El economista y experto petrolero Rafael Quiroz Serrano calificó como una «falsedad histórica» las afirmaciones de Donald Trump sobre la nacionalización de la industria petrolera venezolana en 1976.
En una nota enviada a esta redacción, Quiroz explicó que, lejos de ser un «robo», el proceso liderado por el expresidente Carlos Andrés Pérez fue un acuerdo transparente y de mutuo consentimiento.
El Estado venezolano indemnizó a las transnacionales estadounidenses con un pago de 5.626 millones de dólares por sus activos, cerrando un ciclo legal que se había anunciado años antes con la Ley de Reversión.
El experto subrayó una distinción crítica entre el proceso democrático de los años 70 y la gestión de Hugo Chávez en 2007. Según Quiroz, mientras que la nacionalización original respetó los marcos jurídicos y pagó «hasta el último tornillo», el viraje hacia las empresas mixtas durante el chavismo se realizó sin indemnizaciones.
Esta última etapa sí es descrita por el economista como un «despojo de activos», lo que ha provocado que Venezuela pierda sistemáticamente todas las demandas en tribunales internacionales, cuyas consecuencias económicas el país paga hoy en día.

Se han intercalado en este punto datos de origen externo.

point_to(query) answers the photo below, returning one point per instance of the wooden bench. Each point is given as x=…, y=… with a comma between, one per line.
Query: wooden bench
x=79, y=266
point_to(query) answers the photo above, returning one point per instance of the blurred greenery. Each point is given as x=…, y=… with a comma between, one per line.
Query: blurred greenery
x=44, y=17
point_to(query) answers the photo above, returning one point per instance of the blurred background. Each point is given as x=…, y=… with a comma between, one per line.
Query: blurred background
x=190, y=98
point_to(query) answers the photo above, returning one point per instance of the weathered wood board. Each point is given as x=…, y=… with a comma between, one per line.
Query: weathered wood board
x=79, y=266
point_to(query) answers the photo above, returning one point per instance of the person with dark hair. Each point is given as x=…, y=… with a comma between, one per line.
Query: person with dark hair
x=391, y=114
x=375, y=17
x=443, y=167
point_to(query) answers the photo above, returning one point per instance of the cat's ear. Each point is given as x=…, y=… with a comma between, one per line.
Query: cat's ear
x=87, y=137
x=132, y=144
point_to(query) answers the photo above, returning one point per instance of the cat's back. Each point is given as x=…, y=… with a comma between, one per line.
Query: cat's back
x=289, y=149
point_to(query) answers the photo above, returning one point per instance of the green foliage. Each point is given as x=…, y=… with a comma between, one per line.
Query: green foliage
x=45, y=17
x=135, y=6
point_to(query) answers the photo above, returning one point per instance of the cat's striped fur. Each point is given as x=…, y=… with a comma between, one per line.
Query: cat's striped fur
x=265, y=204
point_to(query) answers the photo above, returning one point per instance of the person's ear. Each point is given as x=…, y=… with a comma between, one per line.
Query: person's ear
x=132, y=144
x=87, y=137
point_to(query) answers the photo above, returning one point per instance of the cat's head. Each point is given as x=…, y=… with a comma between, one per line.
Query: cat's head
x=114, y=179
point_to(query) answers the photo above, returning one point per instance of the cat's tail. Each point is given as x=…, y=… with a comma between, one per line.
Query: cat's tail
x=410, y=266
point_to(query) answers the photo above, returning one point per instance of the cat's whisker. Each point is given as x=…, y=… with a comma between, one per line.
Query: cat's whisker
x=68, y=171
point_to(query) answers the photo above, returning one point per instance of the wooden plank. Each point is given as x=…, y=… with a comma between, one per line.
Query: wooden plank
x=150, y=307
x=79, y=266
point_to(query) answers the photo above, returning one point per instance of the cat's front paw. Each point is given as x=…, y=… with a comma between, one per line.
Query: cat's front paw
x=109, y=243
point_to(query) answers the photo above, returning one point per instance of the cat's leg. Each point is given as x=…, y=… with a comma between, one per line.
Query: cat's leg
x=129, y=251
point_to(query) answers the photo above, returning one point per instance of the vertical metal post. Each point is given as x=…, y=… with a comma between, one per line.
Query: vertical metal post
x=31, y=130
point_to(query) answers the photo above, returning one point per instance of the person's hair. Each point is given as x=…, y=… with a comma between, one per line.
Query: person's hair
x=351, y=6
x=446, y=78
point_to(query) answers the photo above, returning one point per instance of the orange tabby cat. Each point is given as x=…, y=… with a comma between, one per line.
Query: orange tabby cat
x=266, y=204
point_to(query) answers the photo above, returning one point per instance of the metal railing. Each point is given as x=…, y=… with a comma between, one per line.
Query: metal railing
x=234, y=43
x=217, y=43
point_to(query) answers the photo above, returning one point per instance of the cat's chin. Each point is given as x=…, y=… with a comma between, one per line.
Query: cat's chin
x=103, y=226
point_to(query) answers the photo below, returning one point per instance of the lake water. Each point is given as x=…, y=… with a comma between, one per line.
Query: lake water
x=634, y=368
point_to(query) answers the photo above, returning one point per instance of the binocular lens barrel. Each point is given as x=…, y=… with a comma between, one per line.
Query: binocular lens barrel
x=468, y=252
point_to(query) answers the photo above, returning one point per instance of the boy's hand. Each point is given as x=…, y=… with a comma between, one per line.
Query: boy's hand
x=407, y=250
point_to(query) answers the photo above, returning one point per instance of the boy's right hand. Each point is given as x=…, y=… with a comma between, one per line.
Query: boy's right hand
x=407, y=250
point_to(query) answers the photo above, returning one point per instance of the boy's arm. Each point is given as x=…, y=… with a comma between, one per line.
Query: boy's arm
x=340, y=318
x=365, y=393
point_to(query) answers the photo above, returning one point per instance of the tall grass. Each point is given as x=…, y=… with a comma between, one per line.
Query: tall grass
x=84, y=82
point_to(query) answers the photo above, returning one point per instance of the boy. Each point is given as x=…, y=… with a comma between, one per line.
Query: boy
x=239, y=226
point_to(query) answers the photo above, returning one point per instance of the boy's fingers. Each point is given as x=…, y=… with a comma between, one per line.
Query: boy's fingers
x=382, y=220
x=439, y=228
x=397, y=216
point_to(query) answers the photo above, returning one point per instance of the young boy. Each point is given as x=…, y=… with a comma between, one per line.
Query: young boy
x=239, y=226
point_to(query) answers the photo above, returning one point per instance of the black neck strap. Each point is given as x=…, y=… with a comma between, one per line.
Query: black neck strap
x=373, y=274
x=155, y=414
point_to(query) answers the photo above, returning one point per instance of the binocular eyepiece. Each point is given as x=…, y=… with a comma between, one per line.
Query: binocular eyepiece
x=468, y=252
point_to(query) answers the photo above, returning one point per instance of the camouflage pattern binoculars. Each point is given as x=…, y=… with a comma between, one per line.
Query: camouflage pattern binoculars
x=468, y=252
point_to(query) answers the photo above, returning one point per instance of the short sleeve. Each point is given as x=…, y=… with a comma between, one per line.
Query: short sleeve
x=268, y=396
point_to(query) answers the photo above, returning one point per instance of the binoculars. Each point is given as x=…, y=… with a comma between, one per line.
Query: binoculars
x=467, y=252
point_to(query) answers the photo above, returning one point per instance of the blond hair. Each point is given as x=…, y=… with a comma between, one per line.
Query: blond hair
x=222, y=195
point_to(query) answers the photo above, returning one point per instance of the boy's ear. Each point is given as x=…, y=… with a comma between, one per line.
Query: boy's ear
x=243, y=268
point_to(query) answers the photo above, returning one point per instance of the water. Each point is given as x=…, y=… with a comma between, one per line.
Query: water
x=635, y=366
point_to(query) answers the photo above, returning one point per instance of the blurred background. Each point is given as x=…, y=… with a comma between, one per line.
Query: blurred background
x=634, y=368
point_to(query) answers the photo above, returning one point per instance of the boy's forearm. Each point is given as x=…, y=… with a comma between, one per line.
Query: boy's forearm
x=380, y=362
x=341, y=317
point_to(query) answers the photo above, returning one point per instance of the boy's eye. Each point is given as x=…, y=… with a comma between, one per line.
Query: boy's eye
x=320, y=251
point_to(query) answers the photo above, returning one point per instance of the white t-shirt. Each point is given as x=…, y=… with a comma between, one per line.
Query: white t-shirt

En cuanto a la soberanía del recurso, Quiroz recordó que la propiedad del petróleo en el subsuelo venezolano no es un concepto reciente ni ideológico, sino que se remonta a un decreto firmado por Simón Bolívar en 1829.
Este mandato legal devolvió a la República las riquezas naturales que estaban en manos de la corona española, estableciendo desde el siglo XIX que el crudo pertenece a la nación y no a entes extranjeros, invalidando cualquier narrativa de apropiación ilícita por parte del Estado.
Finalmente, advirtió sobre la delicada situación operativa de Pdvsa bajo el actual esquema de sanciones. Explicó que el bloqueo de diluentes y la sanción a la flota nacional obligan a la industria a vender petróleo con descuentos de hasta el 30% mediante «flotas oscuras» y maniobras de alto riesgo.
A su juicio, esta realidad sumada a la imposibilidad de importar insumos para la gasolina, pone a la industria en «peligro de colapso logístico que podría forzar un cierre técnico de la producción por falta de almacenamiento».